O comandante Alias passou a noite com o general discutindo lógica pura. A lógica pura arruína a vida do Espírito. Depois, ele se esgotou, na estrada, contra imensos engarrafamentos. Depois, ele encontrou, chegando ao Grupo, cem dificuldades materiais daquelas que nos roem pouco a pouco, como os mil efeitos do desmoronamento incontrolável de uma montanha. Ele enfim nos convocou para lançar-nos numa missão impossível. Somos objetos da incoerência geral. Não somos, para ele, Saint-Exupéry ou Dutertre, dotados de um modo particular de ver as coisas ou de não ver, de pensar, andar, beber, sorrir. Somos pedaços de uma grande construção cujo encaixe leva-se mais tempo, mais silêncio e mais recuo para descobrir. Se fosse acometido de um tique, Alias só teria observado o tique. Não expediria, a Arras, senão a imagem de um tique. Na balbúrdia dos problemas que se apresentam, no imbróglio, nós mesmos estamos divididos em pedaços. Essa voz. Aquele nariz. Esse tique. E pedaços não comovem.
Não se trata aqui do Comandante Alias, mas de todos os homens. Durante os preparativos de enterro, amamos o morto, não estamos em contato com a morte. A morte é uma coisa grande. É uma nova rede de relações com as ideias, os objetos, os costumes do morto. Ela é um novo arranjo do mundo. Nada mudou aparentemente, mas tudo mudou. As páginas do livro são as mesmas, mas não o sentido do livro. Precisamos, para sentir a morte, imaginar as horas em que temos necessidade do morto. Então, ele nos faz falta. Imaginar as horas em que ele precisaria de nós. Mas ele não precisa mais de nós. Imaginar a hora da visita amiga. E descobri-la oca. É preciso ver a vida em perspectiva. Mas não há perspectiva nem espaço no dia em que se enterra. O morto está ainda em pedaços. O dia em que se enterra, nós nos dispersamos em repisamentos, nas mãos de amigos verdadeiros ou falsos a apertar, nas preocupações materiais. O morto morrerá só amanhã, no silêncio. Mostrar-se-á para nós em sua plenitude, para ser arrancado, em sua plenitude, da nossa substância. Então gritaremos por aquele que se vai, e que não podemos reter.
Não gosto das gravuras de Épinal sobre a guerra. O guerreiro rude aparece secando uma lágrima e dissimulando sua emoção com suas tiradas violentas. É falso. O guerreiro rude nada dissimula. Se solta uma tirada, é que está pensando numa tirada.
A qualidade do homem não está em questão. O comandante Alias é perfeitamente sensível. Se não voltarmos, talvez ele sofra mais do que qualquer outro. Com a condição de que se trate de nós e não de uma soma de detalhes diversos. Com a condição de que essa reconstrução lhe seja permitida pelo silêncio. Pois se, esta noite, o guardião que nos persegue obrigar o Grupo a se mudar novamente, uma roda de caminhão quebrada, numa avalanche de problemas, adiará nossa morte.

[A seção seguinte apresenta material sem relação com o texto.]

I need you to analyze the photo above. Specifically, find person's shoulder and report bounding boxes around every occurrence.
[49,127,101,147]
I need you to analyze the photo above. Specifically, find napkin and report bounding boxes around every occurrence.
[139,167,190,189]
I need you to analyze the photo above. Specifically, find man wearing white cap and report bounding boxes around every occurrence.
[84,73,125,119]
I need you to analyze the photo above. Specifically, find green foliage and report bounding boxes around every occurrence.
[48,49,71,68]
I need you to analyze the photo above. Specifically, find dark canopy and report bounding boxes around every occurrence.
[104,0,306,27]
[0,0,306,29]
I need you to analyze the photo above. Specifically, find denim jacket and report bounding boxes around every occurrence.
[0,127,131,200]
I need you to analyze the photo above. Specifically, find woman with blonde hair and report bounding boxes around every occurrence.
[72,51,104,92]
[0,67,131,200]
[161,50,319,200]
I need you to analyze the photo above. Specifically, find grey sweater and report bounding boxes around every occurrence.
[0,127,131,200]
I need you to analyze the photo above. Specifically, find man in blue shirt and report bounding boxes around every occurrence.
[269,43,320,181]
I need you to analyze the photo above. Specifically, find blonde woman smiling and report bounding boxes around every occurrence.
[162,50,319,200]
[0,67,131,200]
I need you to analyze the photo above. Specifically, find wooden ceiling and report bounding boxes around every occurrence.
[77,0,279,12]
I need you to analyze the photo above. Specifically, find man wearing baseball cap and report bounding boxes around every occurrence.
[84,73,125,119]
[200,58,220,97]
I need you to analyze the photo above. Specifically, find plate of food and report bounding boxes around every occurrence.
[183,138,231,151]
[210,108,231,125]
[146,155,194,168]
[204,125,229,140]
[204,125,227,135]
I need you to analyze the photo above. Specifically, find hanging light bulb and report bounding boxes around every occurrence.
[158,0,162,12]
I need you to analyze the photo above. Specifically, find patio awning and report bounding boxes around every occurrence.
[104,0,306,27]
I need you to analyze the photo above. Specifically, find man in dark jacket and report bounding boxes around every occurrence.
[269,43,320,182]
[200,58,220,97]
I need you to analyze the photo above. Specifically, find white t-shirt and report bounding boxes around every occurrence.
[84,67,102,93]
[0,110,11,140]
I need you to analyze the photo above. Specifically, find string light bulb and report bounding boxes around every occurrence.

E Alias se esquecerá de sofrer por isso.
Assim eu, que parto em missão, não penso em luta do Ocidente contra o nazismo. Penso em detalhes imediatos. Imagino o absurdo de um sobrevoo sobre Arras a setecentos metros. Na vacuidade das informações que desejam obter de nós. Na lentidão de uniformizar-se como uma toalete para um carrasco. E depois nas minhas luvas. Diabos, onde enfiei as luvas? Perdi minhas luvas.
Não vejo mais a catedral que habito.
Estou me vestindo para o culto de um deus morto.